The meeting held by Theatre Forum in Dublin last week was an opportunity for practitioners in theatre, dance and opera to air their reactions to the severe cuts in revenue funding for this year, and to discuss their implications. Responding to a series of questions posed in a letter from Theatre Forum to the Arts Council about the current theatre strategy, clarity of communication and transparency of process, the Arts Council’s Director Mary Cloake made a presentation at the meeting, which Fergal McGrath, Chair of Theatre Forum, said “brought some clarity, but didn’t bring a whole lot of hope.”
Outlining the Council’s budget from Government, Cloake revealed that the Arts Council had €20 million less to spend this year than in 2008, following two successive reductions to its annual budget, combined with a series of intermittent cuts that had not been passed on to its clients. It has since been reported that the Arts Council received a further €500,000 cut this year to its budget, which it is attempting to absorb.

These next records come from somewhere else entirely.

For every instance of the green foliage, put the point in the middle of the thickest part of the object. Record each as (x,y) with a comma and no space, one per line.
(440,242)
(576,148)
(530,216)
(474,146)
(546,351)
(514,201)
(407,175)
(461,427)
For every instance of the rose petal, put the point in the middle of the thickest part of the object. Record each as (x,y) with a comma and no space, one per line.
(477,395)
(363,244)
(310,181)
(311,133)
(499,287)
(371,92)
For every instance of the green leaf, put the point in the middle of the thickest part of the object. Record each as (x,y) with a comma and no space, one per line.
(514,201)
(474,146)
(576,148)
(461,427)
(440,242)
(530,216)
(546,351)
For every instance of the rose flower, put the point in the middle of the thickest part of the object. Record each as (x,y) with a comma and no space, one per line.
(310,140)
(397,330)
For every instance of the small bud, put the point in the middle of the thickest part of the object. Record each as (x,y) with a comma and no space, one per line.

In seeking a rationale for the cuts – which saw Barabbas, Bedrock, B*Spoke, Gare St Lazare Players, Hatch, Landmark, Loose Canon, Meridian, Ouroboros, Purple Heart and Yew Tree lose their funding entirely, while several other independent companies were cut severely – Theatre Forum asked if the Council had already adopted a new theatre policy and urged it to publish one as soon as possible. Cloake said that any new strategy would stem from last year’s widely circulated discussion document, ‘Examining New Ways To Fund Theatre Production’, one that proposed to reduce the number of production companies, to encourage shared administrative resources and to direct more support towards individual artists. Such a policy was not yet ratified, but with proportionally more money now directed to Project Awards – €12 million between ten art forms – its proposals more than resemble the current plan of action, as though economic events had outpaced consensus.
“[The Arts Council’s] strategy is to increase the number of shows produced,” said McGrath. “The danger is if you take a large slice of an ecosystem out, what kind of damage does it cause?”
Annie Ryan of Corn Exchange (pictured) whose budget this year is earmarked for artistic programming only, has not received funding for the company’s core costs, such as office rental, salaries, etc. “The bigger picture is the more important thing,” she says, voicing concerns about a potential broad shift away from company models to individual artists, “which makes the whole thing inoperable”.
“In the theatre if you even do a one-off show you become a company. It’s by nature a company thing.” Without the legal and administrative framework of a company, Ryan added, individual theatre makers would find it harder to access other funding bodies, to plan work far in advance, retain actors or nurture and develop artistic relationships. “I know they have to make cuts to companies,” she says. “And they have to find ways to allow people under the age of 35 to make work. But my worry is that if everyone is to slide into the project-funded world, how can anyone forward plan?”
Several contributors to Theatre Forum’s discussions were reluctant to accept that theatre companies were inefficient or unduly costly organisations, some calling for cost analysis. “It’s not about the money,” says Ryan, referring to the development and discovery of ensemble-based work, “but being able to deliver a long-term vision, nurture and hone relationships with artists and continue that trajectory of work.” Ryan also voiced concerns that if only the biggest institutions would be resourced to make work within a company structure, while others developed ad hoc, “the quality of the work in general in Ireland will suffer so badly it will affect the festivals and our international profile.”
Ryan may have characterised the Theatre Forum meeting as “very, very grim. Frankly it was like a funeral,” but she was not without more sanguine reflection. “It’s grim, but you know, we are all really good at making something out of nothing. It’s where our expertise is. It’s where our value is, in our flexibility and ingenuity. And they can’t take that away from you.”
The Theatre Forum meeting concluded with what Fergal McGrath called a commitment to “reboot and refocus” the National Campaign for the Arts. “We got a result last year and we’re determined to get a result again this year,” McGrath said. “We may be down, but we’re certainly not out.”